怪獣monsterのコンテンツを中心に興味の赴くままに色々と綴っていくブログです。

『ウルトラマンデッカー』第4話「破壊獣覚醒」感想

 『ウルトラマンデッカー』は予想通りと言うべきか、ティガをフィーチャーした『トリガー』に続いてダイナを意識する作品になっている。ということは、『トリガー』でゴルザとメルバが合体したゴルバーやガタノゾーアをオマージュしたメガロゾーア、あるいはガゾートやキリエロイドといったティガ怪獣の復活があったように、ダイナ要素の入った怪獣の登場やダイナ怪獣の復活が見込めるということである。

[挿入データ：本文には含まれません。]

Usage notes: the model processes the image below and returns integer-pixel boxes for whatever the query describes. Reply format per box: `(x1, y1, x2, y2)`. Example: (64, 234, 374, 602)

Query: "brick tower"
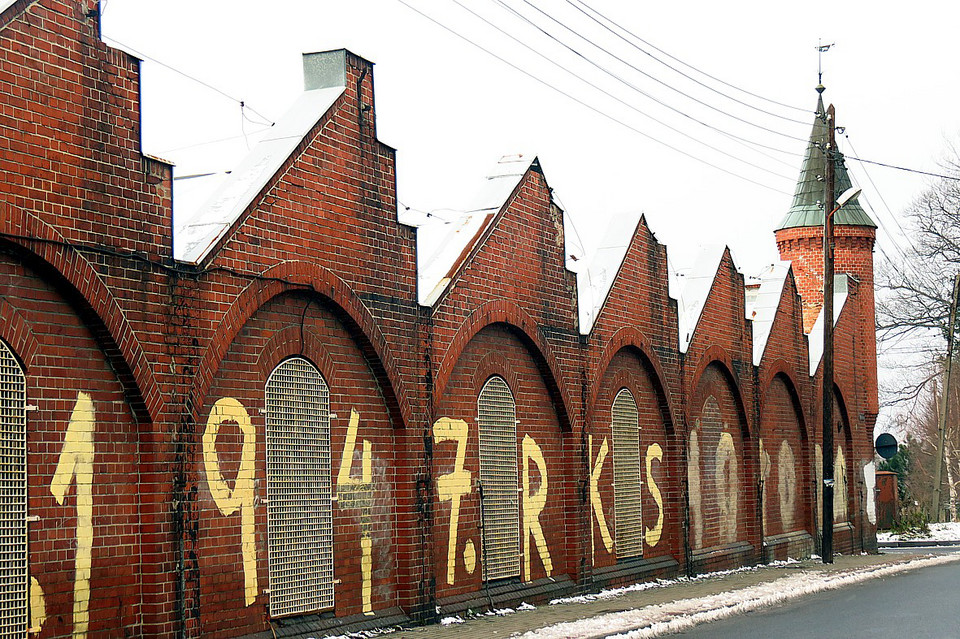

果たして『デッカー』でも第1話からダイナの宇宙球体スフィアとは似て非なるスフィアが登場し、スフィア合成獣としてスフィアザウルスが登場、第3話ではゴモラにスフィアが取りついてスフィアゴモラになるという昭和怪獣を使い回しているからこその夢のコラボ(?)的新怪獣も現れた。
 そしてそして、ダイナ怪獣の復活が第4話にやってきた。選ばれたのはモンスアーガー!
 モンスアーガー!
 このチョイスは…感無量だ。

 モンスアーガーは『ウルトラマンダイナ』第11話「幻の遊星」に登場した怪獣だ。とある異星文明によってメラニー遊星への侵入者を排除するようプログラムされた生体兵器としての怪獣で、手を合わせて放つ「赤色破壊光弾」を必殺技とする。防御力も非常に高いが、後頭部にある青い部分が弱点。作中でもダイナを苦しめたが、モンスアーガーに滅ぼされたファビラス星人が連れていたハネジローが弱点を教えたため、ストロングタイプのストロングボムが後頭部に直撃し倒された。
 モンスアーガーは生体兵器というが、外見は怪獣スタイルの王道を行く。顔もトカゲ顔で、平成三部作怪獣では少なめな黒目持ち。背中を中心にトゲがあり、シルエットを力強くしている。一方で真っ赤なカラーリングやそれと対照的なクリアブルーな後頭部はモンスアーガーが自然界の産物ではないことを示している。王道の中にぎゅっとモンスアーガーを特徴づけるらしさが詰まったデザインであり、他のダイナ怪獣は王道が地味に埋没しがちな中モンスアーガーが目を引く存在であることを確かに印象付けるのである。
 モンスアーガーが登場したダイナ11話も個人的にはウルトラマンらしさが詰まった話でレベルが高い。スーパーGUTSが調査に訪れたメラニー遊星は一見すると自然あふれた平和な星に見えるが、それは全てまやかしであり、来訪者をモンスアーガーに殲滅させるための仕掛けなのであった。単純化すると、調査に行ったら怪獣がいたのでウルトラマンが怪獣を倒しつつ脱出した、というだけの話なのだが、未知の場所に行くということ自体がセンス・オブ・ワンダーだし、それが実はトラップというのも宇宙の奥深さを感じられる。単純さの中に仕掛けがあり、未知への感情を煽りつつ、ウルトラマンと怪獣のダイナミックなバトル(わかりやすい弱点で逆転するのも見逃せない)!これぞ醍醐味であろう。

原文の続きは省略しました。